II. The Examining Division refused the application on the ground that it did not meet the requirements of Article 83 in conjunction with Rule 28 EPC, since there was no certainty that the above five strains had been deposited in such a way that a delivery to the public of a sample of the deposited strains, as prescribed by Rule 28(3) to (8) EPC, was possible. It was left undecided by the Examining Division whether or not the deposit in question was in conformity with the requirement of making the strains available during a sufficient period of time.
III. In the appeal against the decision by the Examining Division, it is requested to grant a patent on the basis of Claims 1-17 presently on file.
Reasons for the Decision
1. The appeal is admissible.
2. The deposit of the five micro-organisms in question was, as appears from paragraph I above, made before the date of filing of the present European patent application. The depositary institution used in this case, NRRL, was at that point in time, and is still, recognised by the EPO for the purpose of Rule 28 EPC both in its capacity as international depositary authority under the Budapest Treaty and on the basis of a special agreement with the EPO of 29 October 1979 (see OJ EPO 1980, 4 and OJ EPO 1981, 29).

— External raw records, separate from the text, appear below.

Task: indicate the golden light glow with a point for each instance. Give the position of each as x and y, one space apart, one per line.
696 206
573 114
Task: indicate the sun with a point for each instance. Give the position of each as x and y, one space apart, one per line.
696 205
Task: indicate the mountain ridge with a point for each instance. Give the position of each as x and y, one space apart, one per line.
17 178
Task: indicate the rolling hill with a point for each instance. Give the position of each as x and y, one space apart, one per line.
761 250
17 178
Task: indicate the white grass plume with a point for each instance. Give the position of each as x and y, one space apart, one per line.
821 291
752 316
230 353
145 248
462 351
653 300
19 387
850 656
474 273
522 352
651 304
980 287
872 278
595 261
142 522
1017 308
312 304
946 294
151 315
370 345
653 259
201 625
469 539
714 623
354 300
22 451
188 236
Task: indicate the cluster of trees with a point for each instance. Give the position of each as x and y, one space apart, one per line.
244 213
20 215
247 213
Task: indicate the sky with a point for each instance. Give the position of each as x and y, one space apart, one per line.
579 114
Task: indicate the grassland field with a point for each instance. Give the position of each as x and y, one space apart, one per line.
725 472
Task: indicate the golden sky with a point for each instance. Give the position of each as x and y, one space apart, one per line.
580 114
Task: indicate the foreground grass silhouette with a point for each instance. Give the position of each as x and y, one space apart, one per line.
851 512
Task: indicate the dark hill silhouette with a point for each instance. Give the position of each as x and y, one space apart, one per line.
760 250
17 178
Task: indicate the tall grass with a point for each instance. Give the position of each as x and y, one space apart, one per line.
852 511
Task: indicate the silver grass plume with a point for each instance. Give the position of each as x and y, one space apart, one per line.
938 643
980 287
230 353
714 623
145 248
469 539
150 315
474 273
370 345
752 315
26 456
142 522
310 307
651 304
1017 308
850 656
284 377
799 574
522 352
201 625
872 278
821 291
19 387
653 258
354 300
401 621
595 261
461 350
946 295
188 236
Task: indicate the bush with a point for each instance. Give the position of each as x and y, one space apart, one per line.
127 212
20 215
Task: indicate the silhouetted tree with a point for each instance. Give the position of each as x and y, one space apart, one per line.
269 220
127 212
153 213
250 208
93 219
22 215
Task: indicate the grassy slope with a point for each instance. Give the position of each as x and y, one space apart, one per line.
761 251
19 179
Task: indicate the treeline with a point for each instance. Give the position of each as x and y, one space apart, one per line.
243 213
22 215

3. The problem in this case is that the deposit was originally made for the purpose of the US priority application without the deposit subsequently being converted into a deposit under Rule 28 EPC or under the Budapest Treaty before the filing of the European application, which may have created a gap in time of almost 14 months with regard to the availability of the deposited organisms to the public. As fully explained by this Board in the decision of 15 November 1988 in case T 39/88 (to be reported in OJ EPO), there may be a deficiency in complying with Rule 28 EPC when the deposit of a culture of a micro-organism, originally made under other legislation, was not converted into a deposit under Rule 28 EPC or the Budapest Treaty before the filing of a European patent application. Nevertheless, due to the lack of clarity in this respect, which was inherent in the system of deposits at that time, it has not been considered as justified to refuse, on this sole ground, a European patent application filed before the publication of the clarifying notice of the EPO dated 18 July 1986 concerning patent applications and European patents in which reference is made to micro-organisms (OJ EPO 1986, 269). This principle does, in the Board's view, fully apply also to the present case and there is for the purpose of deciding this case, therefore, no point in dealing with various submissions made by the Appellant to the effect that the deposit ought to be considered as fully complying with all the requirements of Rule 28 EPC.

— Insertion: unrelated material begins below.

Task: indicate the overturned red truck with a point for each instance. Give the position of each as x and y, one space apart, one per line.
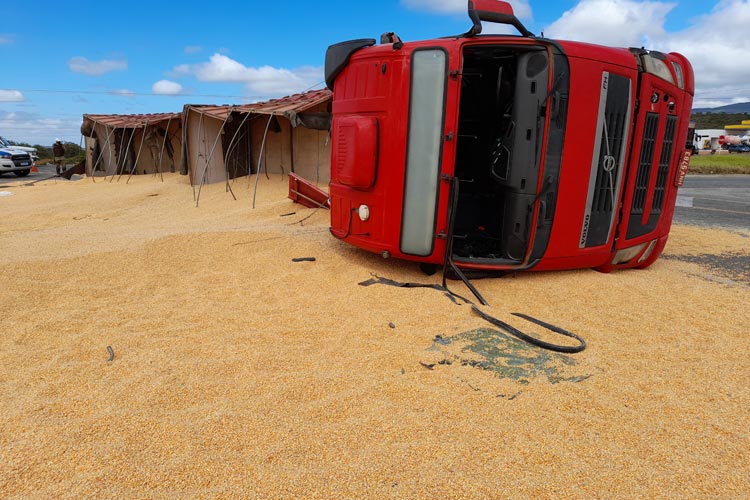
505 152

4. In the decision under appeal it was left open, whether the deposit in question fulfils the requirement of making the deposited strains available during a sufficient period of time (cf. OJ EPO 1978, 303, point 12). There were further made some remarks in paragraph 4 of the reasons for the decision (see sections 3 and 4) concerning the first portion of Claim 1 and a certain part of the description, which seem to be unclear in this context. Finally, it appears from that decision that the Examining Division has not yet completed the substantive examination of the application. The case has therefore to be remitted to the Examining Division for further prosecution.
ORDER
For these reasons, it is decided that:
1. The decision under appeal is set aside.
2. The application is referred back to the Examining Division for further prosecution on the basis of Claims 1-17 presently on file.